I've bought maps, guide books, route maps, time tables, but they've all been "designed" without even consideration for the most common use-case. Just know the stop names? You're out of luck. No source lists stop names, only stage names (which is what the BEST also does, BTW).
Well, not exactly no source, for there is one source that has stop-level granularity. The superbly detailed large-format BMTC route map (50 bucks!) is that only source, but nobody intended it to be used that way. In fact, it's a mystery to me how people are supposed to use this thing. Only a laborious search through the entire map will reveal the locations of the stops, and once that is done, correlating that information to route numbers is next to impossible. In fact, the map wastes precious space on "segment numbers" (which I guess actually constitute routes), but that information in its present format is only intelligible to somebody on the inside--it's not used by any other information on the map.
Well, this
is Bangalore, the IT capital of India, and so the BMTC provides a web-based interface to search. Except that it sucks big time. There are two versions, (and I'm guessing here)
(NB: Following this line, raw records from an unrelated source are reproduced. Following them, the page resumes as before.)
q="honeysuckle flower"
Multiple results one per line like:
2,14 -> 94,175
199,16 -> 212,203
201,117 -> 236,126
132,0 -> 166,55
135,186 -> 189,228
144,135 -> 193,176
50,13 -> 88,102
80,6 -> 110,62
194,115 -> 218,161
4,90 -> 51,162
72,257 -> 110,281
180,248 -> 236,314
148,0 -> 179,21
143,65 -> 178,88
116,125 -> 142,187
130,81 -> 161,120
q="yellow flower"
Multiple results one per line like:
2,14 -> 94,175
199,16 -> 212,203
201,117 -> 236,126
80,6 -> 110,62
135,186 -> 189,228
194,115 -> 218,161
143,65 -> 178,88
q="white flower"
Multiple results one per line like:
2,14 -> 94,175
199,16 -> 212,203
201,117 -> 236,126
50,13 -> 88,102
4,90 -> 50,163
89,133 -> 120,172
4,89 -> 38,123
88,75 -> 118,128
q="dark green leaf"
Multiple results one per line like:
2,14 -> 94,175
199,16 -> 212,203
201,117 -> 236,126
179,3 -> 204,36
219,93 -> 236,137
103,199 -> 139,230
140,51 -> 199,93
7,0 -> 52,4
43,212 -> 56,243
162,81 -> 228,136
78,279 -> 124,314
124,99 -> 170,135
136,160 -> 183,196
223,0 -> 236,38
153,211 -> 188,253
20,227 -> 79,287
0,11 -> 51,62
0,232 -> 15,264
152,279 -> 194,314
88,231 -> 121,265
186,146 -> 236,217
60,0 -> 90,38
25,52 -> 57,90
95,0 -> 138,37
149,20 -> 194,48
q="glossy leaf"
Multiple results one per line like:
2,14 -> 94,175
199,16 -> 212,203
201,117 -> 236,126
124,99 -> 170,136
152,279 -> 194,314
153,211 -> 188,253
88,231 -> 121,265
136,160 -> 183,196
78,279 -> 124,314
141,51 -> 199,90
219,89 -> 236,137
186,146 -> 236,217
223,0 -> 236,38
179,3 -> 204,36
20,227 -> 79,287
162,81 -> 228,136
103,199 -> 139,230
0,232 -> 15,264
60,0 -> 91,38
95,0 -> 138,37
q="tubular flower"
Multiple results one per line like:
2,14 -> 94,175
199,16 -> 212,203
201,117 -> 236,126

a "professional" JSP edition, and a
"final-year project" PHP version. Forget the technical mistakes---using POST for idempotent data---the UI design is horrid. It's what most UI designers would say is the perfect example of the programmer-designed interface. Letting the UI reflect your code, and not the opposite. Both the "search engines" present drop-downs, presenting stage-to-stage information. Wow. I imagine that everybody travels from stage to stage only.
So what do I do? I do what I do best. I'm now writing a search engine for finding information about buses. Its called
busfinder, and will initially provide "similar" functionality to the existing "search engines". Except, of course, it won't be tied down to the BMTC. I intend it to be used by any bus service. It will be small, fast, and featureful. It'll be written with the traveller in mind, and not the backend database structure. I've got a little experience doing this sorta thing, and hoping this will also clear up some of my programming blues.
Which brings me to the
real topic of this post. Which is data. Everyone who's spent some time in this industry knows that programs are a dime a dozen. It's your data that's actually valuable. That's why vendors prefer to use proprietary data formats--once locked in, they know you'll be at their mercy forever. And that's why there exists even a data conversion sector.
But for my search engine, I need data. The BMTC could do me a wonderful service by giving me access to their data in a machine-readable form (maybe they will, if I ask, but I haven't and won't). But for now, I had to scrap their HTML pages. And as I have found, their data sucks. There are missing routes, incorrect stop names, and inconsistent information that all stink to heaven of five-buck-an-hour typists and even cheaper database architects (normalization, anyone?).
And then I had this idea inspired by their application to make their route maps available via Google Maps (which now has street-level data for Bangalore, but not yet searchable, aargh!), but there seem to be no public-domain (or even freely-licensed) geo-referenced information available for Bangalore. The info exists--see
http://traffic.mapunity.org (functionally similar to busfinder, but with the same UI problems)and
http://www.janaagraha.org/jmap/, but no data is available for download. It's all locked up behind the respective applications. No APIs either, so no mash-ups possible.
Which is why I make this appeal. Free your data! Make your data available in machine-readable format with liberal licenses for use by the general public. If you're a government institution or somebody who doesn't necessarily have computer expertise---tap the internet! Release your data and see how the brilliant minds of the 'Net breath life into your data. Remember, there is
always a better program. But you may have the best data.